La mesure d'urgence consiste donc à « sortir les gens d'une ambiance où il n'y a pas d'hygiène ». Selon le Pr Petit, « il faut éviter les concentrations et les moindres épidémies ». « Notre priorité, précise, quant à lui, Michel Brugière, est de stocker de l'eau et de la traiter. »
Un DC-10, affrété par les autorités françaises, a transporté 85 intervenants au Salvador dont 55 appartenant à la sécurité civile française, 15 à la sécurité civile allemande, 8 au SAMU international et 2 à la Croix-Rouge française. L'appareil a emporté 30 tonnes de matériel nécessaire à l'installation de trois postes médicaux avancés qui renforceront les hôpitaux et dispensaires endommagés, ainsi que quatre unités lourdes de potabilisation de l'eau.

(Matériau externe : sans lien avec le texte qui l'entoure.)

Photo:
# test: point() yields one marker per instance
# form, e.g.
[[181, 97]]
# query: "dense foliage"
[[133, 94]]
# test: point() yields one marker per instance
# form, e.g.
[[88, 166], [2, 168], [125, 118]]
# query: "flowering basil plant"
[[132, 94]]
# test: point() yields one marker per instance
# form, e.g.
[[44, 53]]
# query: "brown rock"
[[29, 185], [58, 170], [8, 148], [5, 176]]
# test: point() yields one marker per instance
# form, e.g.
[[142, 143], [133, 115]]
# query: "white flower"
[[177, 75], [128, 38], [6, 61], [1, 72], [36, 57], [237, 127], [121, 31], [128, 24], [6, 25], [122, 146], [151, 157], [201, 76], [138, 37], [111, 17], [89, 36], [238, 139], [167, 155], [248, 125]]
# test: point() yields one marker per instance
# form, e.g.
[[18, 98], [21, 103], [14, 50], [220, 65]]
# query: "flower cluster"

Une vaste chaîne de solidarité s'est rapidement organisée, en France notamment, pour venir en aide à la population du Salvador (1). Déjà présente dans le pays, MDM a renforcé ses effectifs. Un logisticien et un médecin sont partis de France avec un « kit catastrophe », composé de médicaments et de matériels d'urgence. Un second fret est en préparation. Plusieurs associations et organisations non gouvernementales (ONG) se sont mobilisées, comme la Croix-Rouge française, qui a dégagé une aide de 660 000 F pour l'achat de tentes, de lampes à pétrole, de bâches et de matériels de communication. Le Fonds des Nations unies pour l'Enfance (UNICEF) intervient sur place, dans 13 sites différents, pour « empêcher la propagation des maladies, en particulier par l'eau, et secourir les enfants traumatisés ». L'UNICEF estime à 0,5 million de dollars la somme qu'il va dépenser dans les toutes prochaines semaines pour ses secours d'urgence.
(1) Toutes les associations et ONG ont lancé des appels aux dons : Croix-Rouge française (Urgence Salvador BP 100, 75008 Paris) ; Plan international France (11, rue de Cambrai, 75019 Paris, avec mention Salvador au dos des titres de paiement) ; Secours catholique (106, rue du Bac, 75341 Paris, Cedex 07, CCP 737 G Paris, avec mention séisme Salvador) ; Care France (BP 175019 Paris).